- Risalah
Sabtu, 15 Apr 2023 23:23 WIB
Setiap penentuan awal Ramadhan dan 1 Syawal, isu tentang perbedaan hasil penghitungannya kerap mengemuka. Di Indonesia perbedaan itu terjadi antar dua organisasi muslim terbesar, yakni Muhammadiyah dan Nahdlatul Ulama (NU).
Secara umum, dua organisasi ini menggunakan dua metode yang berbeda. Muhammadiyah menggunakan hisab, sedangkan NU memakai Rukyat. Kedua metode ini sebenarnya saling melengkapi dan telah digunakan oleh para ilmuwan muslim sejak dahulu.
Mengutip keterangan “Informasi Hilal Awal Ramadhan 1444 H 29 Sya’ban 1444 H / 22 Maret 2023 di Indonesia” keluaran Lembaga Falakiyah Pengurus Besar Nahdlatul Ulama (LF PBNU), hisab merupakan metode falak hitungan numerik-matematik yang digunakan untuk menetapkan awal bulan Hijriyah tanpa verifikasi faktual atau tanpa rukyah (mengamati) hilal pada saat mendekati momentum pergantian bulan.
Melansir situs Muhammadiyah, metode hisab yang digunakan Muhammadiyah mengacu pada gerak faktual Bulan di langit sehingga bermula dan berakhirnya bulan kamariah berdasarkan pada kedudukan atau perjalanan Bulan. Metode hisab ini dikenal dengan hisab hakiki.

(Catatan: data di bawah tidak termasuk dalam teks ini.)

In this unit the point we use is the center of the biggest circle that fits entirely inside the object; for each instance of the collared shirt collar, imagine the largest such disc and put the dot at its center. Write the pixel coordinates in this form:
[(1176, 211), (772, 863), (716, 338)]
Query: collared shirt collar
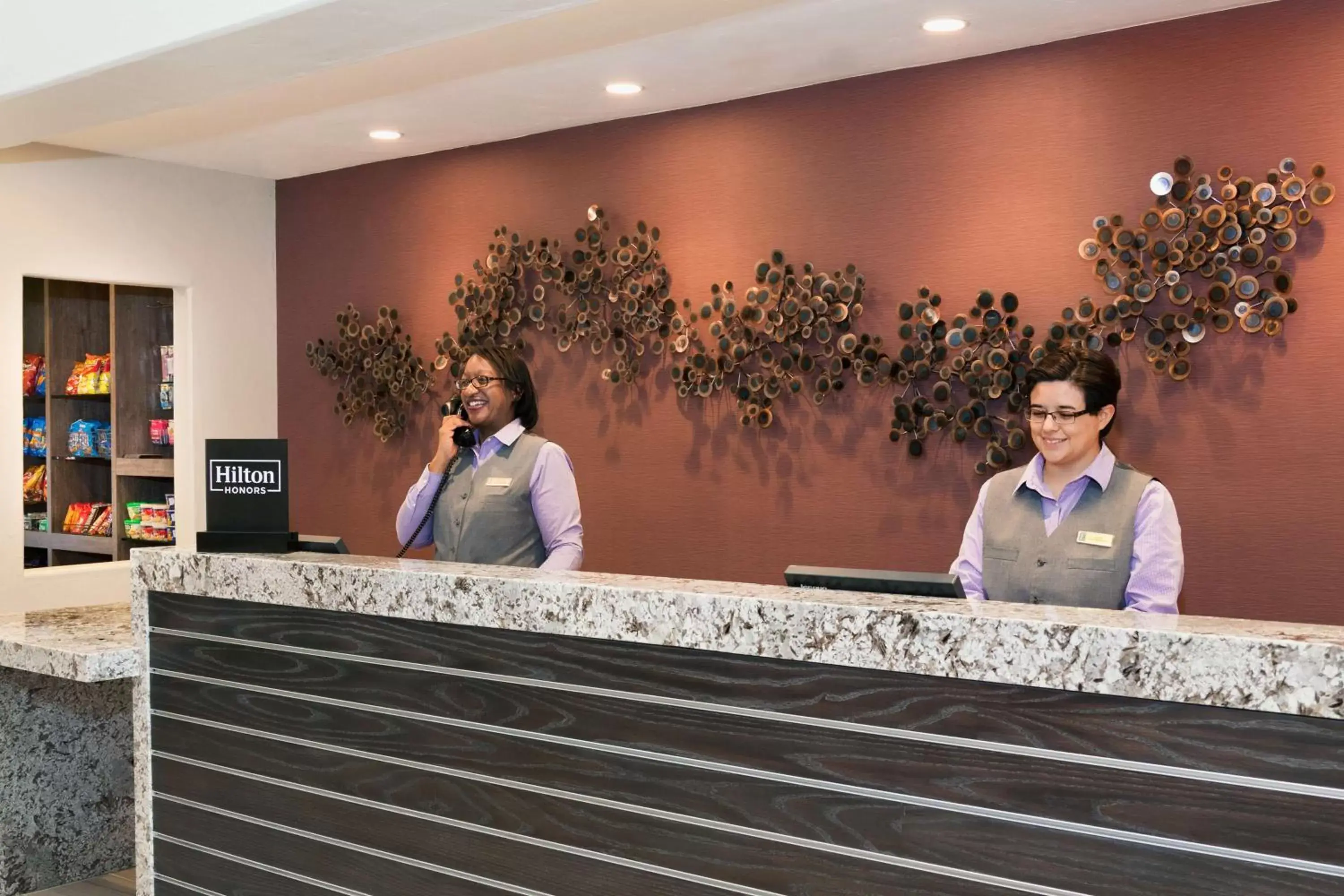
[(508, 433), (1100, 472)]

Secara sederhana, hitungan hisab dilakukan secara cermat dan teliti dalam kaidah astronomi jauh sebelum bulan qomariyah berganti. Alhasil, penentuan pergantian bulan dapat diketahui meskipun bulan itu belum berganti.
Sementara metode yang digunakan NU, adalah rukyatul hilal yang dalam teori dan prektiknya berupa pengamatan atau observasi langsung terhadap hilal. Apa itu Hilal? Hilal merupakan lengkungan bulan sabit paling tipis yang berkedudukan pada ketinggian rendah di atas ufuk barat pasca matahari terbenam (ghurub) dan bisa diamati.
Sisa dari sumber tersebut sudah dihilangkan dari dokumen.